Savez-vous où l'on allait avec tant d'empressement, tant d'espoir, que pas un pied ne touchait terre? et pourquoi ces quatre visages doux et charmants se levaient souvent pour regarder au-dessus des maisons le ciel bleu suspendu, si pur, si haut au-dessus des cheminées des immenses bâtiments de Paris? Pourquoi l'on avait embrassé sérieusement les poupées en leur disant: au revoir! sans les emmener avec soi? Eh bien! vous allez le savoir; car la personne qui a raconté cette histoire a suivi toute la famille jusqu'à la barrière Montmartre; elle avait à rendre aussi une pieuse visite là où montaient ces beaux enfants, ayant chacun une couronne de fleurs passées au bras sous leur manteau brun.

--Oh! ma bonne Suzanne, où allons-nous? dit la petite Marceline qui ne marchait pas encore d'un pas aussi ferme que les autres. Suzanne soupira et n'osa répondre, car son maître gardait un profond silence. On monte, on monte..... puis on aborde une grille devant laquelle monsieur Sarrasin s'arrête, découvre sa tête; et dit:--Saluez, mes enfants, car c'est ici la porte du ciel!
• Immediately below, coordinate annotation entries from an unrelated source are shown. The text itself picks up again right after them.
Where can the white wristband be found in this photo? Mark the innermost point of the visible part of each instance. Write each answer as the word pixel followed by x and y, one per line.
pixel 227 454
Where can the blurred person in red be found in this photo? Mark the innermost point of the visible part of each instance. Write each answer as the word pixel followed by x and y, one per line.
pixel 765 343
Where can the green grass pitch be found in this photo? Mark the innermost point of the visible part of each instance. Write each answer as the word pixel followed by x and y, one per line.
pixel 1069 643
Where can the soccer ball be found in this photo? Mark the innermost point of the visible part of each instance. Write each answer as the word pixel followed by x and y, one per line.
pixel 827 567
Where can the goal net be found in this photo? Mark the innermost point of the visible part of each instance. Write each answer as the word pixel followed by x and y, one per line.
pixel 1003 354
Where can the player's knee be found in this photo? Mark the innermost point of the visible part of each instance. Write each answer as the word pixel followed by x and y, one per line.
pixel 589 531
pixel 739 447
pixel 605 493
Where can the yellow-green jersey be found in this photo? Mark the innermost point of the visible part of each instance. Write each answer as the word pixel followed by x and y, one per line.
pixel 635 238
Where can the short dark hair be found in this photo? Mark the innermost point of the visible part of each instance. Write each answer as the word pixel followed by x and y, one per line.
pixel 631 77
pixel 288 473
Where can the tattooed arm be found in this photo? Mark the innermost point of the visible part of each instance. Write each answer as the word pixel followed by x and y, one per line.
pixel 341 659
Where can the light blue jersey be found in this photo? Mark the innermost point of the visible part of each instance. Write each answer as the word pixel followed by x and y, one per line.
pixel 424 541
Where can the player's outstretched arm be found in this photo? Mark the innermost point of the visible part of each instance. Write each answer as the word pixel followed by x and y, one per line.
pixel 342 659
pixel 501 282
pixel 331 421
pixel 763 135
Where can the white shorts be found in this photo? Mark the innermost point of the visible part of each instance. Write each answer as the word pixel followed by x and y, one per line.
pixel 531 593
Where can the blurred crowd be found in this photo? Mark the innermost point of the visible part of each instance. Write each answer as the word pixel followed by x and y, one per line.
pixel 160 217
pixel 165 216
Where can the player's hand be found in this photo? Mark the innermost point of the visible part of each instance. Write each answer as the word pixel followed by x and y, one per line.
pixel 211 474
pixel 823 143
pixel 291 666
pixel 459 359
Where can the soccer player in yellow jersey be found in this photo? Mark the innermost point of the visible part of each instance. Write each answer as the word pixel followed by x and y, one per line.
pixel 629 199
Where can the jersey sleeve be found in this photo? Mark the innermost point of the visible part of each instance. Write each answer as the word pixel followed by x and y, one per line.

Les quatre petites filles obéirent avec un instinct de douleur et de tendresse qui les fit ressembler à quatre anges de la piété. Suzanne se détourna pour cacher ses larmes.--Ma bonne vieille Suzanne, poursuivit monsieur Sarrasin, si vous ne pouvez nous suivre, vous nous attendrez là.--Ah! monsieur! dit Suzanne avec une instance dans le regard, et découvrant sous son tablier noir sa couronne à elle, qu'on ne lui avait pas commandé d'apporter, monsieur! j'ai du courage, et je sais le chemin! Dans votre absence depuis six mois demeurée toute seule, je n'avais pas d'autre voyage à faire, et je venais!--Entrez donc, ma fidèle Suzanne, entrez, mes petites chéries... Vous n'oublierez jamais notre première promenade: elle est sérieuse; mais elle est pleine d'espérance. Voyez que de fleurs!

Il y en avait, en effet, déjà beaucoup; et des arbustes, des plantes vertes, des saules si bien entremêlés ensemble que la terre à cette place ne se voyait plus qu'à peine.--C'est ici, mes filles, qu'il faut attacher vos couronnes et vous mettre à genoux.

Ce que firent les enfants.

--Venez, leur dit-il, après qu'il eut prié au milieu d'eux et pour eux. Venez! votre mère vous regarde; elle vous bénit.

La petite Marceline se précipita dans les branches et les hautes herbes en criant:--où donc! où donc!

--Monsieur Sarrasin après l'avoir saisie dans ses bras, lui dit: je te promets que nous serons tous réunis un jour et que nous irons la rejoindre par la porte du ciel.--Merci! répondit l'enfant qui se coucha triste sur son épaule, et qui redescendit avec son père au milieu des sanglots de ses jeunes soeurs qui marchaient mieux qu'elle.